Filippo Brunelleschi is justifiably famous for his design of the dome of Basilica di Santa Maria del Fiore (The Duomo). Famous enough that my household contains not one, but two books about Brunelleschi and his dome, as I recently discovered.
The first is Ross King’s Brunelleschi’s Dome: How a Renaissance Genius Reinvented Architecture, in which King follows the career of Filippo Brunelleschi and the long process that lead to the construction of what may still be the most impressive dome in the long history of human architecture. The story of Brunelleschi and his dome is gripping. If a book about early Italian Renaissance cathedral architecture can be called a “page turner”, Brunelleschi’s Dome deserves the title.
The second is Pippo the Fool, a children’s book written by Tracey Fern and illustrated by Pau Estrada. The books cover much of the same ground. Indeed, Pippo the Fool uses King’s Brunelleschi’s Dome as a reference (yes, it is a children book that lists its references – be still my beating heart). Pippo the Fool, however, is meant as a narrative illustration of an individual genius triumphing over the odds and bullies based upon Brunelleschi’s life; whereas Brunelleschi’s Dome is an exploration of history.
Brunelleschi was inarguably a genius. He combined study of ancient architecture and visionary creativity led him to invention well ahead of his time. He also seems to have been a bit of a jerk. The conflict between his admirable genius and questionable personal behavior – petty jealousies, cruel pranks, etc – is a major element of King’s Brunelleschi’s Dome. The reader is meant to be impressed by Brunelleschi’s genius, and this reader was. The reader is not meant to like Brunelleschi as a man, and this reader didn’t (although Donatello seemed to find a way).

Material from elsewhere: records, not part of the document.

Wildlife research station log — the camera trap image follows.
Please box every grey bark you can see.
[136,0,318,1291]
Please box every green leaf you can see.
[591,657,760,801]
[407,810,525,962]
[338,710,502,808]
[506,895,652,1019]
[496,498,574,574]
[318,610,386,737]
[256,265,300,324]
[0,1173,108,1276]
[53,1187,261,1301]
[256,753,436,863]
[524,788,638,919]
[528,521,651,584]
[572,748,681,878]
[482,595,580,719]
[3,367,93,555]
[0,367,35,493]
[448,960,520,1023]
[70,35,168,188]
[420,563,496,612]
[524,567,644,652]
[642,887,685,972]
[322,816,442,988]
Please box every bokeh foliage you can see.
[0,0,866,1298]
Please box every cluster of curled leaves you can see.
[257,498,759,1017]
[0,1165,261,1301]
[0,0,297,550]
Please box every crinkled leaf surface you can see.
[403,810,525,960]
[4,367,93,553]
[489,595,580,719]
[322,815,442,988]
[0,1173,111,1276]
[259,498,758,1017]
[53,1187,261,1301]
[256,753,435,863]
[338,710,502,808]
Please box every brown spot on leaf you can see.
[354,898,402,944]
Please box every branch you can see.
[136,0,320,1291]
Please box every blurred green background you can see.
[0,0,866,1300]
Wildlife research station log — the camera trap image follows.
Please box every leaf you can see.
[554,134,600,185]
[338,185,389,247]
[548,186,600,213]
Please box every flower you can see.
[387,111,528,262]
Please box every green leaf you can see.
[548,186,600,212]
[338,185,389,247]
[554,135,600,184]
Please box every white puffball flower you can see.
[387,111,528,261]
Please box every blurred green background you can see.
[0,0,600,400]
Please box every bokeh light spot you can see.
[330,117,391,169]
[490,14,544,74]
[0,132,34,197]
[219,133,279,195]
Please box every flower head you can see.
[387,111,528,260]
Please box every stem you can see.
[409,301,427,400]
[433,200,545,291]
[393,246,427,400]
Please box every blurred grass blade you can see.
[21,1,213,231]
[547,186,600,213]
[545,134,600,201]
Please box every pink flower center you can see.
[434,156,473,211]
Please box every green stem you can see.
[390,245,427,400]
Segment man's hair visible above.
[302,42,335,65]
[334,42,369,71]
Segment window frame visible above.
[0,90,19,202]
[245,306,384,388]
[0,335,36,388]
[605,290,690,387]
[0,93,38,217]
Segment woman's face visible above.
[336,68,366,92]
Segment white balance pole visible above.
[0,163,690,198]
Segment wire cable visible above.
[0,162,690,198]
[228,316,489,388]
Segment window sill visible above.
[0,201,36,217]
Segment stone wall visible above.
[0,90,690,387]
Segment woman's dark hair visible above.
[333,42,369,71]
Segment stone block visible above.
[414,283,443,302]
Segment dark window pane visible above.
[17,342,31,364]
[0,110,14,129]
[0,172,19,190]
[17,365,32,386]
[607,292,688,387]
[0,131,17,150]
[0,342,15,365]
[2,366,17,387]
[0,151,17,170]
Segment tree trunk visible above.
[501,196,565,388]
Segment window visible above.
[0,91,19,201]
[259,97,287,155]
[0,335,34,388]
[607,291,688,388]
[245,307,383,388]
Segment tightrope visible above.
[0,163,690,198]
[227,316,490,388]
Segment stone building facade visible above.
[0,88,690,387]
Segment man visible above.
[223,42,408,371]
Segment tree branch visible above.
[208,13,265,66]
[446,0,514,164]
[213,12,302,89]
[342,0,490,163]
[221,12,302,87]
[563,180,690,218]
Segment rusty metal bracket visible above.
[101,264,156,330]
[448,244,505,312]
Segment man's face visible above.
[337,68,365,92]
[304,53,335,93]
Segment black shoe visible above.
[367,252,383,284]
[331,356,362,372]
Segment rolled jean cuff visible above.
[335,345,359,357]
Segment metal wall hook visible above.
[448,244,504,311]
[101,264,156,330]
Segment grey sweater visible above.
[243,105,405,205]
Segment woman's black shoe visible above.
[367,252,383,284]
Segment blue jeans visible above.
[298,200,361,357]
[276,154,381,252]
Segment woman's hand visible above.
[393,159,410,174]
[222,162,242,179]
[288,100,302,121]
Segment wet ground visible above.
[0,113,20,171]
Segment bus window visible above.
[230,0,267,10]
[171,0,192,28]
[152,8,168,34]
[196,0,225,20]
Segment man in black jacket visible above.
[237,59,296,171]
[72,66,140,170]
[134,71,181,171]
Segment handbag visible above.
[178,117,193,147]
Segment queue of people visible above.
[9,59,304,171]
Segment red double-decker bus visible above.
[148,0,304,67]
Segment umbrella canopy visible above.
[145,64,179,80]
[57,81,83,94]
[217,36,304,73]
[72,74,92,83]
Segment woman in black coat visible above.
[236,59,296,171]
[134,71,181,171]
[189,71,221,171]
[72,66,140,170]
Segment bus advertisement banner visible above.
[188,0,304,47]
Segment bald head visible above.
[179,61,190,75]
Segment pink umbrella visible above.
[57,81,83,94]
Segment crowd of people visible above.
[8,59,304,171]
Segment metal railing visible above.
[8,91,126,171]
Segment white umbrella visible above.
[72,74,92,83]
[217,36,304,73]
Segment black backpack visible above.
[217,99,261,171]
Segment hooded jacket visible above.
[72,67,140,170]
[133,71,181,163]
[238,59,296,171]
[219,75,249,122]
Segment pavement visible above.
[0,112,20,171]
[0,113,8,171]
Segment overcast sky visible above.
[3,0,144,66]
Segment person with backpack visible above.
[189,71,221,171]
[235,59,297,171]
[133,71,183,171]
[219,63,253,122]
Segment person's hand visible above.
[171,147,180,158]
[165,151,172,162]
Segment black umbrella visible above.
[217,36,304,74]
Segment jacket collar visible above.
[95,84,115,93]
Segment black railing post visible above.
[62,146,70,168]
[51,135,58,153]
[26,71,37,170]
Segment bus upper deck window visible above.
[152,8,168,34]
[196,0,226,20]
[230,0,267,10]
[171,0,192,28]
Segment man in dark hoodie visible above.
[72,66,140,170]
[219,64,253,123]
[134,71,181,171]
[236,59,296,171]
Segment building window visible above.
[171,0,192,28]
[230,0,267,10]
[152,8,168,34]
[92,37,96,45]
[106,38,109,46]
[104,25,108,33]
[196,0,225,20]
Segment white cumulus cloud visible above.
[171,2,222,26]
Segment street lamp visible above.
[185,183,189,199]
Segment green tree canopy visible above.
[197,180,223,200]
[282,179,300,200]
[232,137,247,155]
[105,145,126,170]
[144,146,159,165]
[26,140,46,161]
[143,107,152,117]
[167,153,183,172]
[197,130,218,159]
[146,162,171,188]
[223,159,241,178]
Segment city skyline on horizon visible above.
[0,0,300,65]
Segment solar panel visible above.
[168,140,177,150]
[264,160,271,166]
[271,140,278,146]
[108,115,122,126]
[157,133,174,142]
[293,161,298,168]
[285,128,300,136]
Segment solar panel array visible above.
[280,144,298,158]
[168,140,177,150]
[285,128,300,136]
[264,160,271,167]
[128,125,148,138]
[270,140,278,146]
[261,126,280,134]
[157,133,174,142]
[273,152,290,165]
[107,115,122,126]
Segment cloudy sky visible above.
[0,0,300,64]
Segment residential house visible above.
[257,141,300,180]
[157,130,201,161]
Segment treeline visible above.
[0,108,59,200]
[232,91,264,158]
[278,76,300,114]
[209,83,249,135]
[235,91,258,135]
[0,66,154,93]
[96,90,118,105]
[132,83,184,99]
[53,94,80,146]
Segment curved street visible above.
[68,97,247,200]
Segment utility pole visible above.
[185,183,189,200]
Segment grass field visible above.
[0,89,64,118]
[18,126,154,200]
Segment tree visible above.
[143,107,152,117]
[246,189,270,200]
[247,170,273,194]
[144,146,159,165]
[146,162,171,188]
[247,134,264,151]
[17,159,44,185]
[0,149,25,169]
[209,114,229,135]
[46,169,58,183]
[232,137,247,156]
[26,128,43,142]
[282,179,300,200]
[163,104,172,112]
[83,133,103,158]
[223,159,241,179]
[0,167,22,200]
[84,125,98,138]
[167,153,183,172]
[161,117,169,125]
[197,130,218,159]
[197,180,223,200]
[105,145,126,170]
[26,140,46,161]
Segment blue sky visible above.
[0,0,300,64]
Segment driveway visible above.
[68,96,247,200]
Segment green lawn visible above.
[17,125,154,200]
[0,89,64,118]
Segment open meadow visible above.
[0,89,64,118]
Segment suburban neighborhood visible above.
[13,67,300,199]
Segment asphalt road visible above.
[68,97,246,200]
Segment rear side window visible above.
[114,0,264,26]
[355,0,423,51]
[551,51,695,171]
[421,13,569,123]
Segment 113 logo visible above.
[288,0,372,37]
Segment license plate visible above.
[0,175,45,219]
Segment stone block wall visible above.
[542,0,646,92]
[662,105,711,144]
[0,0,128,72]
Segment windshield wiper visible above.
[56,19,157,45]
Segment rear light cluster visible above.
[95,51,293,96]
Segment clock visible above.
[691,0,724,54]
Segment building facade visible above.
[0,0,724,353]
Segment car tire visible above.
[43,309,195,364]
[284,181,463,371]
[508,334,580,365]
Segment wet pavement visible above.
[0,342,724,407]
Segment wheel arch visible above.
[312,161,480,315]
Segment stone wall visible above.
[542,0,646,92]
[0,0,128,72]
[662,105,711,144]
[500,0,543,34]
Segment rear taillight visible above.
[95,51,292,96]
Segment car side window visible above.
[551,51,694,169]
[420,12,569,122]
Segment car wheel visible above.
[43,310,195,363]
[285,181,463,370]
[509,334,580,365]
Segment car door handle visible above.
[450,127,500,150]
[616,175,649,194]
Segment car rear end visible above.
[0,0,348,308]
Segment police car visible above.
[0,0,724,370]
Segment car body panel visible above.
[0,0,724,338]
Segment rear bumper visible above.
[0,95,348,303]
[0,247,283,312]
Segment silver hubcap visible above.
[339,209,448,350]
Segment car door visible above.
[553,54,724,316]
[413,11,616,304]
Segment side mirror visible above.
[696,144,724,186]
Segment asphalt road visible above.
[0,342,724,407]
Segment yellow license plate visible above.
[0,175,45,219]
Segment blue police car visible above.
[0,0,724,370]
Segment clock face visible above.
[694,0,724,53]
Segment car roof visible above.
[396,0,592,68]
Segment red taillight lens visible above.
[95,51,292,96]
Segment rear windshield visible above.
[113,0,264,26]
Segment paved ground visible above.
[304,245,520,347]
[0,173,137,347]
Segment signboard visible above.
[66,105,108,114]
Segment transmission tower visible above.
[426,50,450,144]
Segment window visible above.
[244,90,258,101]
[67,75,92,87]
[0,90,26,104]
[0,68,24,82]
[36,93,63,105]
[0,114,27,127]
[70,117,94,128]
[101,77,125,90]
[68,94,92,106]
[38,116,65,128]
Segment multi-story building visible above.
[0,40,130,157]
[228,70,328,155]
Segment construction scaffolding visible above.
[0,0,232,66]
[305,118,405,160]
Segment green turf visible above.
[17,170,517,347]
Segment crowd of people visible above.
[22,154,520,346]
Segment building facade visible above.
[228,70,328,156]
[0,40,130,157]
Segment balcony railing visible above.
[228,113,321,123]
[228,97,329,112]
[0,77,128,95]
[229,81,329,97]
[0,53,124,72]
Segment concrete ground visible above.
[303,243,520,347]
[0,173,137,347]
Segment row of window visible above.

Pippo the Fool implies some of these personal foibles, but does not dwell on them – compromise for the narrative. Estrada mentions in the illustrator’s notes that all these Renaissance geniuses seemed to be rather unlikable human beings.
The different goals of these two books lead to some distinct differences in the way particular events are handled. In particular, the contrast in treatments of Il Badalone, Brunelleschi’s failed effort to create a gigantic amphibious cart for the transport of marble. Il Badalone was an expensive fiasco and an embarrassment. In Pippo the Fool, the ambitious, failed invention is treated as evidence of Brunelleschi’s genius alongside the revolutionary hoist (perhaps his greatest invention) created to efficiently haul building materials up to the dome.
Where the children’s book is necessarily more limited in the themes it can explore, King is able to add a dimension. It is notable that the failed inventions of Brunelleschi met the same criticism, opposition, and initial encouragement as his strokes of true genius. This highlights a truth often lost in genius hero narratives. Geniuses succeed despite criticism sometimes. They also fail as predicted by their critics. The critics are not always wrong, even if they have been in the past – a lesson worth remembering when one sees the rhetoric of the genius overcoming critics used as a substitute for real evidence.
As a parent, I recommend Pippo the Fool. The narrative provides hooks for discussing science, architecture, mathematics, and history with your children. Estrada’s illustrations are beautiful and engaging. They also conscientiously reference the artwork of the early Italian Renaissance and the few historical depictions we have of Brunelleschi himself.
In this context, Brunelleschi’s Dome provides the parent with the necessary background to deal with the questions Pippo the Fool will inspire in your children. This does, however, highlight two weaknesses I found in Brunelleschi’s Dome. First, I found some of the modern diagrams to be either too simple or too inadequately described to contribute meaningfully to my understanding. Second, and I understand I am a niche audience, is that King does not seize the opportunity to describe the mathematical and physical principles that make it difficult to go from architectural models to building the actual structures. The models built by Renaissance cathedral architects were impressively large (think the size of houses), but factors such as non-linear scaling of forces meant that the models could not be used as precise guides to building full-sized structures. The dome of Santa Maria del Fiore provides a dramatic illustration of principles that are useful throughout everyday life.
Brunelleschi was inspired to create the dome over Santa Maria del Fiore by the architecture of the Romans. Maybe your future genius will be inspired to create by the work of a disagreeable Renaissance genius.